Fuzzy Searching a Column in Pandas

1.1k Views Asked by At

Is there a way to search for a value in a dataframe column using FuzzyWuzzy or similar library? I'm trying to find a value in one column that corresponds to the value in another while taking fuzzy matching into account. So

So for example, if I have State Names in one column and State Codes in another, how would I find the state code for Florida, which is FL while catering for abbreviations like "Flor"?

So in other words, I want to find a match for a State Name corresponding to "Flor" and get the corresponding State Code "FL".

Any help is greatly appreciated.

1

There are 1 best solutions below

0
On

If the abbreviations are all prefixes, you can use the .startswith() string method against either the short or long version of the state.

>>> test_value = "Flor"
>>> test_value.upper().startswith("FL")
True
>>> "Florida".lower().startswith(test_value.lower())
True

However, if you have more complex abbreviations, difflib.get_close_matches will probably do what you want!

>>> import pandas as pd
>>> import difflib
>>> df = pd.DataFrame({"states": ("Florida", "Texas"), "st": ("FL", "TX")})
>>> df
    states  st
0  Florida  FL
1    Texas  TX
>>> difflib.get_close_matches("Flor", df["states"].to_list())
['Florida']
>>> difflib.get_close_matches("x", df["states"].to_list(), cutoff=0.2)
['Texas']
>>> df["st"][df.index[df["states"]=="Texas"]].iloc[0]
'TX'

You will probably want to try/except IndexError around reading the first member of the returned list from difflib and possibly tweak the cutoff to get less false matches with close states (perhaps offer all the states as possibilities to some user or require more letters for close states).

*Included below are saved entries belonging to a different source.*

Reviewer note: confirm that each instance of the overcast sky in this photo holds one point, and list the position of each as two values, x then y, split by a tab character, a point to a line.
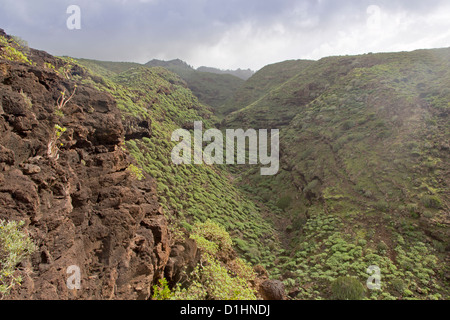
228	34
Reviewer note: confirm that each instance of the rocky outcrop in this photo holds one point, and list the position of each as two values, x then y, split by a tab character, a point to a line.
81	205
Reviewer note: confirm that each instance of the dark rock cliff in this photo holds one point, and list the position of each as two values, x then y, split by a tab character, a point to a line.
80	204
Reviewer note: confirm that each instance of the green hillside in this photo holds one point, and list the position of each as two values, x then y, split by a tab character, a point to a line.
262	82
189	194
364	179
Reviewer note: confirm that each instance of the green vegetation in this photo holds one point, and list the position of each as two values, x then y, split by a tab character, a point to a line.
216	278
11	50
189	194
363	149
347	288
15	246
136	172
364	143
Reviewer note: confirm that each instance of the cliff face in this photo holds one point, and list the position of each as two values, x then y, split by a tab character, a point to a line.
64	172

You may also see the best results combining the two; testing prefixes first before trying the fuzzy match.

Putting it all together

def state_from_partial(test_text, df, col_fullnames, col_shortnames):
    if len(test_text) < 2:
        raise ValueError("must have at least 2 characters")

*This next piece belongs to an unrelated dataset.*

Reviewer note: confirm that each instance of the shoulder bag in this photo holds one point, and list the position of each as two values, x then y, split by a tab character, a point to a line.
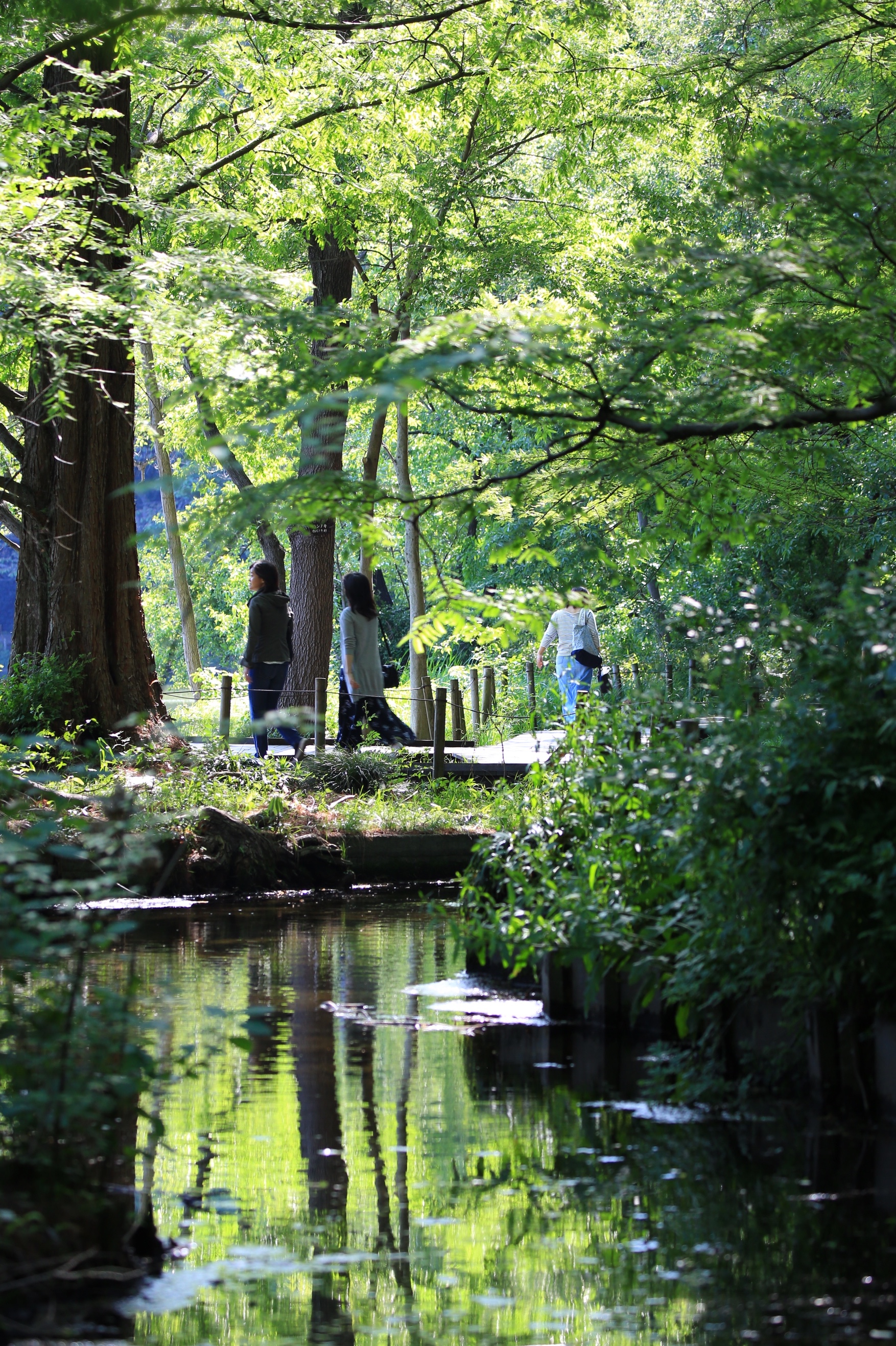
584	646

    # if there's exactly two characters, try to directly match short name
    if len(test_text) == 2 and test_text.upper() in df[col_shortnames]:
        return test_text.upper()

    states = df[col_fullnames].to_list()
    match = None
    # this will definitely fail at least for states starting with M or New
    #for state in states:
    #    if state.lower().startswith(test_text.lower())
    #        match = state
    #        break  # leave loop and prepare to find the prefix

    if not match:
        try:  # see if there's a fuzzy match
            match = difflib.get_close_matches(test_text, states)[0]  # cutoff=0.6
        except IndexError:
            pass  # consider matching against a list of problematic states with different cutoff

    if match:
        return df[col_shortnames][df.index[df[col_fullnames]==match]].iloc[0]

    raise ValueError("couldn't find a state matching partial: {}".format(test_text))

Beware of states which start with 'New' or 'M' (and probably others), which are all pretty close and will probably want special handling. Testing will do wonders here.